The Legislative Yuan’s Transportation Committee yesterday invited Minister of Transportation and Communications Chen Shih-kai (陳世凱) to present on the government’s response to the war in the Middle East and rising gasoline prices.
As of April 1, fuel prices for international flights had reached US$1.2816 per liter, an increase of 122 percent compared with pre-Iran war levels, the Ministry of Transportation and Communications said, citing data from CPC Corp.
Aircraft of China Airlines and EVA Airways park in the tarmac of Taipei International Airport (Songshan airport) on Nov.11 last year.
Photo: Tsai Yun-jun, Taipei Times
Fuel prices for domestic flights had risen to NT$44.2 (US$1.4) per liter, up 116 percent, significantly increasing airlines’ operating costs, the ministry said.
While fuel supply from CPC Corp and Formosa Petrochemical Corp remains normal, some airports in other countries — including Myanmar, Vietnam and the Philippines — have imposed refueling restrictions, resulting in a sharp increase in fuel costs for airlines, it said.
Airlines are adjusting operations by reducing and consolidating flights to save costs, Chinese Nationalist Party (KMT) Legislator Wan Mei-ling (萬美玲) said.
An average of 7.3 flights per week had been canceled this month as of Monday, accounting for about 0.2 percent of total flights, Wan said, citing data from the CAA.
Cancelations next month have risen to 52.6 flights per week, or 1.7 percent of total flights, and flight cancelations in July and August currently average one flight per week, she said.
These cancelations would have a significant impact on international travel during the upcoming peak season, she said, asking if it could be guaranteed that flights would not be further reduced.
While the ministry cannot mandate that airlines maintain flights, it would monitor their challenges, provide assistance and maintain communication to help minimize reductions, Chen said.

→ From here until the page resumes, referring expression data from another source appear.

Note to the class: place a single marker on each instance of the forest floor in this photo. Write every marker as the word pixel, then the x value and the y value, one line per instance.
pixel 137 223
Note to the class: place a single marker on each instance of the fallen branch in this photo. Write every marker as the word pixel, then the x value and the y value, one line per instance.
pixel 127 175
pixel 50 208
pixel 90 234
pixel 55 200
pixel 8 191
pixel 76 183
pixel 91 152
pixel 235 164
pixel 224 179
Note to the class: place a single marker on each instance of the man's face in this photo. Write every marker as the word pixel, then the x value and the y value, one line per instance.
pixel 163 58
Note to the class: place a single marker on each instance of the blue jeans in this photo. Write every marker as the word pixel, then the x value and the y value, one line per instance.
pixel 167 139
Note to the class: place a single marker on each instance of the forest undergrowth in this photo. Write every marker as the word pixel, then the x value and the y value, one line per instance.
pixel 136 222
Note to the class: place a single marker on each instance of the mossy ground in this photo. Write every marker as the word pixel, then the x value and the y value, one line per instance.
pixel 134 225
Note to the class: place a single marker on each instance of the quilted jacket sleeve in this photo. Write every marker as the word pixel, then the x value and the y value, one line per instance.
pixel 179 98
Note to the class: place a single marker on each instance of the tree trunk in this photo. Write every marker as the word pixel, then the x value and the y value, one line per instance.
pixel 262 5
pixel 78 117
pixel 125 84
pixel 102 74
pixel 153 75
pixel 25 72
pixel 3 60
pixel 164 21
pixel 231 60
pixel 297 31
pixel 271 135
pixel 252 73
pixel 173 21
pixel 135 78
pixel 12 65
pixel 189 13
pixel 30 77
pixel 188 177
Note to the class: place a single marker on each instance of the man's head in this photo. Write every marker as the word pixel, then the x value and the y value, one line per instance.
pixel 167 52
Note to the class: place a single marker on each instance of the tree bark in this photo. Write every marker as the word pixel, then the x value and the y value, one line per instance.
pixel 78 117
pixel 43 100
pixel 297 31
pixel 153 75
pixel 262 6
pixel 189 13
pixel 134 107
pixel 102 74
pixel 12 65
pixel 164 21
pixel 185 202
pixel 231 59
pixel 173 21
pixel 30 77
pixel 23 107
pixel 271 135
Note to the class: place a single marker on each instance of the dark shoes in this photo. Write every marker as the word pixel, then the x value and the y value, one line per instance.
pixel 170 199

Meanwhile, the ministry told the committee that the base price for highway bus transportation is expected to rise starting next month and that it would provide NT$120 million in subsidies, while the subsidy amount for taxis would remain unchanged.

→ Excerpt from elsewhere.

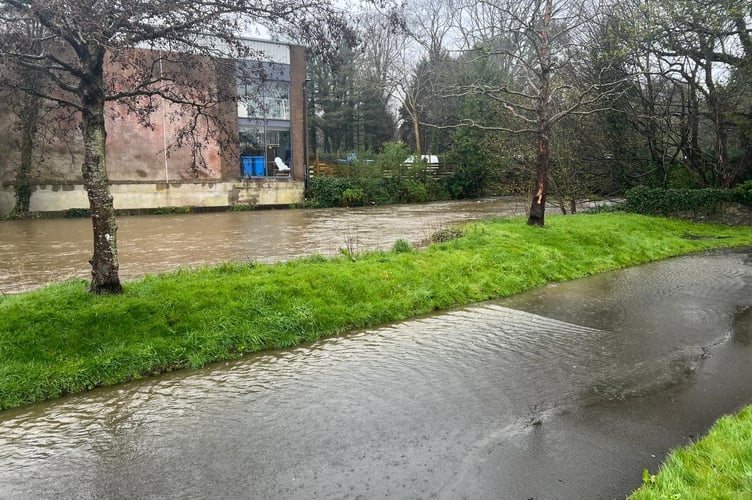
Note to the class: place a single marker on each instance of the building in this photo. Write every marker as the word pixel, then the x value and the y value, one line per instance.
pixel 265 167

Subsidies have been a backup plan available to bus operators should diesel prices meet the standard for a base price hike, the ministry said.
As of last month, diesel prices, even after weighted consideration, stood at NT$28.31 per liter, which did not meet the price-hiking standard of NT$29.6 per liter, it said.
Average prices have met standards this month, and should operators file for subsidies, the ministry would make the announcement next month, Highway Bureau Director-General Lin Fu-shan (林福山) said.
If the subsidies start next month and continue through December, the total subsidies would stand at NT$120 million, Lin said.
When asked whether taxis would receive gasoline subsidies, Chen said that subsidies for other public transportation, including taxis, were still being discussed.
If approved, based on previous models — NT$5 per liter in subsidies — the government is looking at NT$190 million per month and about NT$1.5 billion from next month through December, he said.
When asked whether domestic public transportation would maintain a freeze on ticket prices, Chen said the freeze was part of the Executive Yuan directives.
The ministry said it estimates that the total funds needed to cover the costs of maintaining a freeze on ticket prices would amount to NT$8.5 billion, and that it would ask CPC Taiwan to pay out of pocket first before reimbursing it through future budgets.